In order to know how IL sequencing contributed to PI assembly, we employed the tool MegaBLAST to analyze the differences in gene sequences between IL and PI. The top-score sequences were selected and 95% identity was applied as the threshold to clean the sequences before performing microbial annotation. As shown in Fig. S7, PI assembly could predict many unique genera, and most of the genera annotated by IL assembly were included in the PI genera. The unique genera were matched by few gene sequences, and majority of gene sequences belonged to the genera shared among the assemblies (90.50, 81.97 and 84.64% in high, medium and low altitudes, respectively). These results indicated that PI assembly included the sensitivity of IL assembly and became more sensitive to microbial annotation. Venn figures (Fig. 6, S7) suggested that some microbial information could be lost in both short- and long- metagenomic sequencing and this information will be restored by combining these data.
We also normalized the genera number with clean data size and found that the number of genera predicted by PI per unit clean data (1 Gb) are 106 in high altitude, 116 in medium altitude and 89 in low altitude, which are much smaller than IL (272, 166 and 271 in high, medium and low altitudes, respectively) (Fig. S1B). However, PI ultimately showed better performance and stability in species annotation than IL (Fig. 6). The phenomenon indicated that PI was obviously affected by the size of clean data in the process of standardization, but it is suitable for microbial diversity research.
The Unipept pipeline assigned the taxonomic identity on average of 39.8 ± 5.3%, of the NRPS, PKS, and hybrid genes. The majority belonged to Bacteria (93.9 ± 2.1%), and the remaining were from Eukaryota, Archaea, and Viruses (Fig.S8). The major taxonomic classifications in the PI with relative abundance of > 0.5% are represented in Fig. 7A and B shows the distribution at the phylum level in the three assemblies. The most abundant genera represented were Proteobacteria (32.6 ± 6.8%) and Actinobacteria (7.6 ± 3.8%). Indeed, soil-dwelling cultivable Actinobacteria and Proteobacteria, represented by Streptomyces and Pseudomonas spp., respectively, have been the most prolific sources of the bioactive natural products [8, 14, 30]. The taxonomic classification also highlighted the prokaryotic phyla Bacteroidetes (6.9 ± 4.7%), Acidobacteria (4.3 ± 0.8%), Chloroflexi (2.9 ± 1.4%), and Candidatus Rokubacteria (2.8 ± 1.2%) as well as the eukaryotic phylum Fungi (1.3 ± 0.4%) as the potential sources for natural product discovery.
The distribution of natural product (NP) biosynthesis genes at the phylum level varied slightly across the three assemblies (Fig. 7B). In the kingdom Bacteria, Bacteroidetes was enriched in the PB assembly (12.14%) compared to 3.0% (IL) and 5.7% (PI). In contrast, Actinobacteria and Proteobacteria were more abundant in the IL and PI assemblies than in the PB assembly.

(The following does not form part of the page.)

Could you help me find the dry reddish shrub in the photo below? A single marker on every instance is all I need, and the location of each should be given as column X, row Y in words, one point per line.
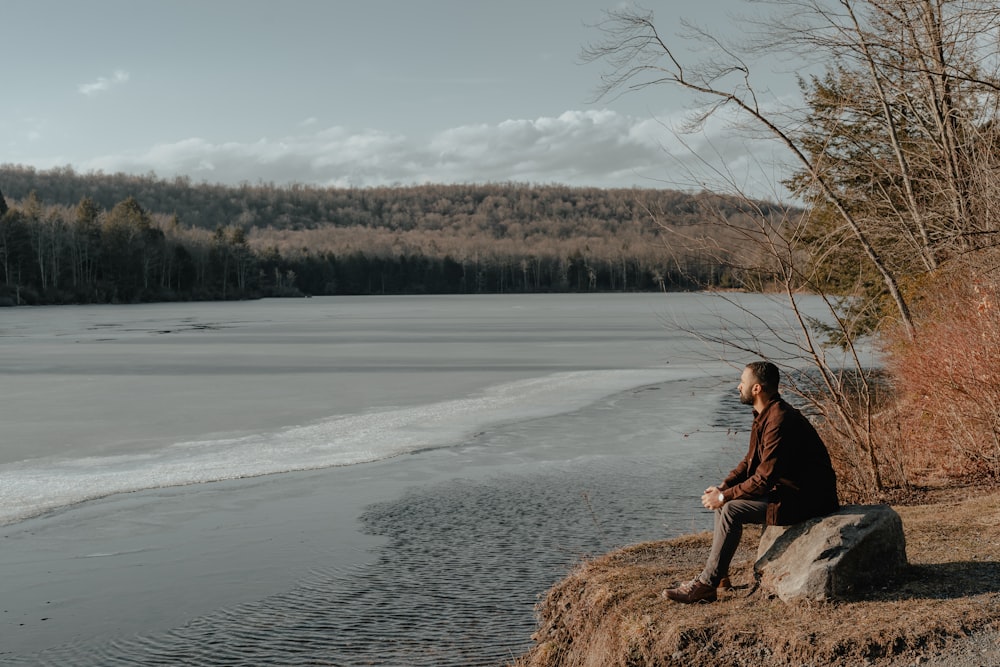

Analysis of genes encoding polyketide synthases (PKSs) and non-ribosomal peptide synthases (NRPSs)
In general, PKSs and NRPSs share high levels of sequence identity among the conserved domains such as adenylation (AD) and condensation (C) domains in NRPSs and the ketosynthase (KS) domain in PKSs. In turn, a high degree of identity among these domains predicts that the corresponding biosynthetic gene clusters (BGCs) are involved in the biosynthesis of structurally-related small molecules. By extension, domain sequences with no close relatives might have arisen from BGCs that produce structurally novel classes of metabolites [31]. AD, C, and KS domains have been successfully used as sequence tags to identify and classify NRPS or PKS enzymes in previous studies [5, 13, 16, 18, 19, 32,33,34,35,36], and thus were used in this study to assess the novelty of NP biosynthesis in the sampled soils.

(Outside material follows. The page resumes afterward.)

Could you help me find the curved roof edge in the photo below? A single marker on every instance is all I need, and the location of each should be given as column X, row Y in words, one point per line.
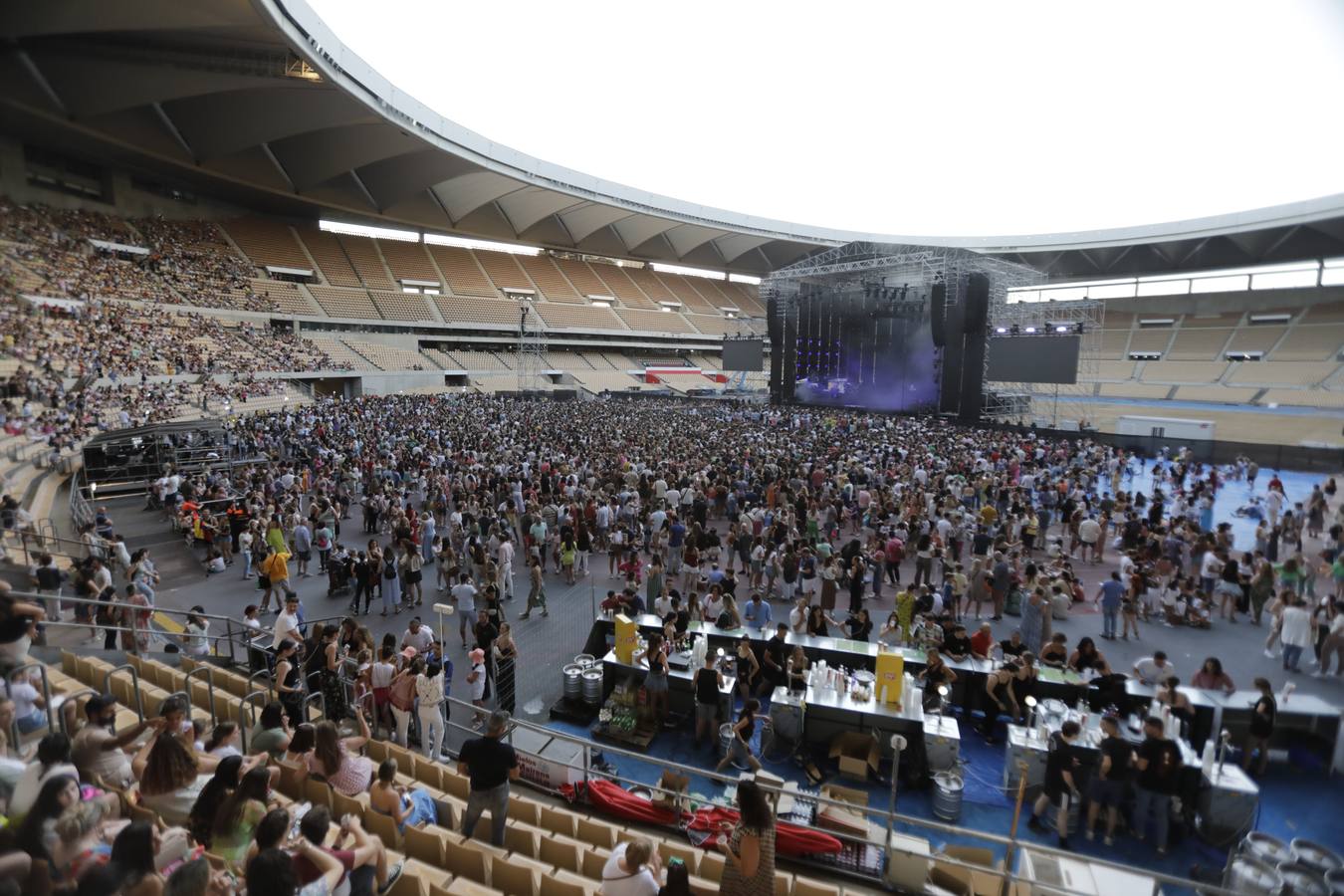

The orthoMCL analysis of the predicted proteins containing AD, C and/or KS domains in the three assemblies showed that most (86.6%) were covered by the PI assembly (Fig. 8A). To assign possible catalytic functions to these proteins, the predicted C and KS domain sequences were submitted to the web-based analysis platform NaPDoS (Natural Product Domain Seeker) [37]. Most of the C domains were classified as LCL domains (75.9%) that catalyze the formation of a peptide bond between two l-amino acids, followed by the DCL domains (13.6%) that are located immediately downstream of epimerization domains and thus catalyze the condensation reaction between a d- and an l- amino acid residue (Fig. 8B) [40]. Most KS domains belonged to the fatty acid synthase (FAS) class (54.7%), the modular class (18.2%), and the PKS-NRPS hybrid class (7.9%), while the iterative PKS class represented only 0.9% (Fig. 8C).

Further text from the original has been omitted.